Ich verstehe, dass wir unseren Wohlstand nicht beliebig teilen wollen.
Aber man kann doch respektieren, dass ein paar tausend Familien, die ein weniger glückliches Schicksal – und sei es „nur“ die Not nach einem der jüngeren Kriege – nach Österreich verschlagen hat, hier Wurzeln geschlagen haben. Man kann, um es auf den Punkt zu bringen, doch wenigstens diejenigen, die sich nachweislich mehr als drei Jahre hier aufhalten, keine gravierende Vorstrafe aufweisen und hier leben wollen, einbürgern, so wie das die Spanier auf einen Schlag mit anderthalb Millionen Marokkanern getan haben. Welcher Schaden sollte dem fünftreichsten Land der Welt mit der drittniedrigsten Geburtenrate der Welt daraus erwachsen?

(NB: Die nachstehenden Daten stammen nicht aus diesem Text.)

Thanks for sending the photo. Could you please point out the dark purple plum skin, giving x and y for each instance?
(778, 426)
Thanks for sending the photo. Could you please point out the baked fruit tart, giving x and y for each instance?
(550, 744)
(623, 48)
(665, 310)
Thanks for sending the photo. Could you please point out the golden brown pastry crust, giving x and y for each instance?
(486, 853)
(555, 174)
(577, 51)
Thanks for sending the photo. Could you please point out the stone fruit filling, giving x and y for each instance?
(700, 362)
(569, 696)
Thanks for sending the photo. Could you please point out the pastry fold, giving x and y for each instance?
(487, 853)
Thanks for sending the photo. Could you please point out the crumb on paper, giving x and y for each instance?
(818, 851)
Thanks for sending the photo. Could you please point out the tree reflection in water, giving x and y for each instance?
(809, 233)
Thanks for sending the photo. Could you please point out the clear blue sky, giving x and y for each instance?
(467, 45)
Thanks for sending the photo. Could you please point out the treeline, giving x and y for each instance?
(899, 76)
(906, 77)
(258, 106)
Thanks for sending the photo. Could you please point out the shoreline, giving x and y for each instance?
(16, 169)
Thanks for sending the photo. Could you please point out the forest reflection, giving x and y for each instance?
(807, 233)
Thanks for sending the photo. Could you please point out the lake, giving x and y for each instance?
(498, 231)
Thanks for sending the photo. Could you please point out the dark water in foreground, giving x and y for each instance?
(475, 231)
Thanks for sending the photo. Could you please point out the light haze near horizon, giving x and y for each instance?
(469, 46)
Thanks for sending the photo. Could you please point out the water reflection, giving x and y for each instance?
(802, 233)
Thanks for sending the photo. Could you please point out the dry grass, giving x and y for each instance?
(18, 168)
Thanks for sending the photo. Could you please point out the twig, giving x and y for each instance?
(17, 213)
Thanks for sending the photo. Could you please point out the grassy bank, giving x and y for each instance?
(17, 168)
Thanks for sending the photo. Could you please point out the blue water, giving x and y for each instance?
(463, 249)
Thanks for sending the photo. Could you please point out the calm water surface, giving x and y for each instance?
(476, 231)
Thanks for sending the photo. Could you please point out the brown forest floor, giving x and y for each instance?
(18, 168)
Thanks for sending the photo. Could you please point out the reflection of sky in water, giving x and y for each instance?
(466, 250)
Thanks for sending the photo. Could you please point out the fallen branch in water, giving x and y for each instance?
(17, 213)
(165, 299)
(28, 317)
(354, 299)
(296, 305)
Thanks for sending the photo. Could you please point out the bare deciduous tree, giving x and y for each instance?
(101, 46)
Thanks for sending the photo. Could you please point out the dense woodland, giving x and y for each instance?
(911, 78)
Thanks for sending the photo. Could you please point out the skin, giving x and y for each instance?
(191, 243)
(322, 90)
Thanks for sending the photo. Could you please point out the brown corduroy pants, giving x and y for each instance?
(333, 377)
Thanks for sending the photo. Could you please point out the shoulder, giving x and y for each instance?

Es wird dann immer noch Unmenschlichkeiten geben: Jemand wird erst seit zweieinhalb Jahren nachweislich hier leben, aber zum Beispiel krank sein, ein Kind haben oder eine Schule abschließen wollen. Kein Gesetz kann jedem Einzelfall gerecht werden. Aber für diese Einzelfälle kann man dem Bundespräsidenten im Rahmen seines Gnadenrechts die Möglichkeit geben, die Einbürgerung auszusprechen. Ich gebe zu, in dieser Frage Partei zu sein: Mein Onkel und seine jüdische Frau fanden im Krieg Aufnahme in England, mein Vater nach dem Krieg in den USA. Aber ich argumentiere nicht vom grünen Schreibtisch aus: Noch in jeder meiner Wohnungen haben Jahre hindurch „Ausländer“ mit meiner Familie zusammengelebt. Weil ich meinen Kindern beibringen wollte, dass Glück gehabt zu haben, dazu verpflichtet, weniger Glücklichen zu helfen.